Los cisnes forman parte del lago y los canales de la ciudad de Brujas, en Bélgica. Se ha especulado mucho sobre el origen de sus hermosos cisnes y, aunque hay varias versiones para todos los gustos, hoy os voy a contar una de las muchas leyendas que esconde la ciudad.

La leyenda cuenta que Maximiliano I, archiduque de Austria y futuro emperador del Sacro Imperio Romano Germánico, tomó el poder tras la muerte de su mujer, María de Borgoña y Brabante, quien gobernaba en la mayor parte de la actual Bélgica y parte de Holanda, que murió al caerse mientras montaba a caballo en Brujas.

Ya gobernando el territorio de Flandes, una de las medidas que tomó Maximiliano I fue la de gravar con impuestos la zona para subió los impuestos, ya que controlaba la ciudad más rica de Europa por aquel entonces y el mayor puerto comercial de la época, y así aumentar su propia riqueza. Al principio, generó descontento entre los habitantes de la ciudad de Brujas pero, años más tarde, Maximiliano I subió de nuevo los impuestos.

Como podréis suponer, esta medida no gustó a los poderosos comerciantes que vivían en Brujas y que controlaban el comercio de allí. Por lo tanto, urdieron un arriesgado plan para que Maximiliano I retirase esta medida y lograr una mayor autonomía.

Durante una de sus visitas a la ciudad de Brujas, las manifestaciones de los habitantes, enfadados por tantas subidas de impuestos, degeneraron en una muchedumbre enfurecida que capturó a Maximiliano I y fue encerrado en la casa Craenenburg, situada en la misma plaza mayor o Grote Markt de Brujas.

Allí, ante los ojos de Maximiliano I que fue obligado a mirar, fue decapitado Pieter Lanchals, su fiel amigo y también administrador de la ciudad de Brujas. Se dice que Maximiliano estuvo preso esos cuatro meses en la última planta de la casa Craenenburg y por esa razón es la única ventana de la casa que permanece siempre sin flores.

Finalmente, llegaron a un acuerdo y Maximiliano I volvió a recuperar el poder, pero incumplió el acuerdo y mandó a ajusticiar a todos los cabecillas de las revueltas. Como castigo, obligó a los habitantes de Brujas a mantener bien alimentados y cuidados a todos los cisnes de la ciudad, que pasaron a ser unos de los protagonistas de los canales de Brujas.

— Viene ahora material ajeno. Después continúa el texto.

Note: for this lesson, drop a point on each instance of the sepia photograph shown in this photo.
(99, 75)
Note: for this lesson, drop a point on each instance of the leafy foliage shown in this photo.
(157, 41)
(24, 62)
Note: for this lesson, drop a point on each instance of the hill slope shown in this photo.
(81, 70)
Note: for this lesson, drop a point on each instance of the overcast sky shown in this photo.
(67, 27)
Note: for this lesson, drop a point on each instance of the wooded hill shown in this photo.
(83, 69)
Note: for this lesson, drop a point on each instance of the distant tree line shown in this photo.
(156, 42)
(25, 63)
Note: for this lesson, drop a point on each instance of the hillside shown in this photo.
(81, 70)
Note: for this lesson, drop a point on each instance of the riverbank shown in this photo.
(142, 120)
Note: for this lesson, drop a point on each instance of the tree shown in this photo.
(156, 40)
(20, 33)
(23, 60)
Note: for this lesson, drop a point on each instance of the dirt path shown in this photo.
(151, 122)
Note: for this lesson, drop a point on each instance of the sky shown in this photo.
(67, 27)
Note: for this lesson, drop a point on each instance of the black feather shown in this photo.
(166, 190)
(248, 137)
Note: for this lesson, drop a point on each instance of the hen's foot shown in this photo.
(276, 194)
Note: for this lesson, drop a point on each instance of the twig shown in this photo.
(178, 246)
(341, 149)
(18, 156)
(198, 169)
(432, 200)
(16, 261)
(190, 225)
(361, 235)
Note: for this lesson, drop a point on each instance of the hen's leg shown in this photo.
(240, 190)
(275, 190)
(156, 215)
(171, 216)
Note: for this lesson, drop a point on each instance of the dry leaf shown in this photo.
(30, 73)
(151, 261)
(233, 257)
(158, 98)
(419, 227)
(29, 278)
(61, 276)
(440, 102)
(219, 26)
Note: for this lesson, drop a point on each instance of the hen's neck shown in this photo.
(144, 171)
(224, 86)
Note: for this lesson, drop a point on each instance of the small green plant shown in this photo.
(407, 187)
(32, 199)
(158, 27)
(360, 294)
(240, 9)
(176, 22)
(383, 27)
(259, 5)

Al parecer, Maximiliano I escogió a este animal ya que en neerlandés, Lanchals significa «cuello largo». Además, el cisne era el animal representado en el escudo de armas de la familia de Pieter Lanchals. Motivo por el que así, los habitantes de Brujas, tendrían que recordar constantemente el cruel asesinato que habían cometido cada vez que viesen un cisne, y de no cumplir la orden de mantenerlos bien cuidados, el propio Maximiliano I se encargaría de tomar represalias.

4 comentarios

  1. Un poco desafortunado el recuerdo de este lago y sus cisnes. Gracias por compartir.

  2. Gracias, es una interesante historia. Abrazos.